The Economics of Survival: Voice, Exit, and the Margins
Caught in this snare of state power, marginalized people face two primary mechanisms for improving their condition: Voice and Exit.
"Voice" is the ability to influence political outcomes—voting, lobbying, or protesting. But as we have seen, the political market is rigged. Marginalized groups often lack the capital to lower the transaction costs of political exchange, rendering their "voice" structurally muted.
This leaves "Exit"—the ability to withdraw from a bad situation, to move to a jurisdiction or market that treats you better. In a functioning market, exit is the ultimate check on tyranny. But for the most vulnerable queer and trans people, the cost of exit is often insurmountable. Without savings or stable employment, one cannot simply move away from a hostile police precinct or an oppressive state. Caught between a political system they cannot influence and a jurisdiction they cannot afford to leave, they become sitting ducks for state violence.
However, there is a third option: Creative Exit.
Radical liberalism suggests we can lower the cost of survival by creating "endogenous rules" and institutions that bypass the state entirely. This is the heart of prefigurative politics. We see this in the Audre Lorde Project, which organizes "safe neighborhood campaigns" to resolve conflicts without calling the police. We see it in trans communities that use mutual aid to route around state-controlled medical monopolies to access gender-affirming care.
These are not just acts of charity; they are acts of economic defiance. They effectively create a "market" for safety and care where the state has failed, allowing people to coordinate from the bottom up.
Why Not Socialism?
Given the failures of capitalism, many radicals instinctively turn toward socialism or Marxism.
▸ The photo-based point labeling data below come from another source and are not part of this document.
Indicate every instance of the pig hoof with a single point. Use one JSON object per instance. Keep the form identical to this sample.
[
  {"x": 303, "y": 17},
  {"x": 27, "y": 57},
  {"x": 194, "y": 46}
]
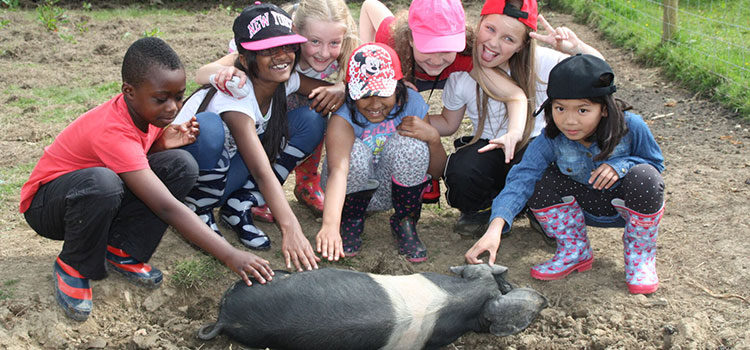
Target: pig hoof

Yet, economic theory warns that this is a dead end.
The "calculation problem" reveals that without markets and prices for productive goods, central planners cannot effectively coordinate scarce resources. A system that abolishes private property destroys the very feedback mechanisms needed to determine if resources are being used effectively, leading to chaos and poverty that inevitably harms the most vulnerable first.
Moreover, history is a harsh teacher. Regimes that centralized economic power—like Castro’s Cuba—often centralized social repression as well. The Cuban revolution viewed LGBTQ identities as products of bourgeois decadence, erasing the "profit incentive" that had previously allowed gay bars and queer spaces to exist even in a homophobic society. By concentrating power in a "vanguard," socialism recreates the very dangers of discretionary authority that abolitionists rightly fear in the police and prison systems.
Conclusion: A Radical Liberal Future
The solution to the dysfunctions of the liberal state is not less liberalism, but radical liberalism. We must push the liberal commitments to voluntary association, individual rights, and experimentation to their logical conclusion.
This means abolishing the state monopolies on money, land, and security that underpin "political capitalism". It means rejecting the "entangled" economy where corporations and the state conspire to extract rents from the people. And most importantly, it means building a world where social order arises not from the top-down commands of a policeman or a planner, but from the bottom-up cooperation of free individuals.
In this radical liberal vision, our neighbors are not enemies to be policed, but partners in a "catallaxy"—a spontaneous order that turns strangers into friends.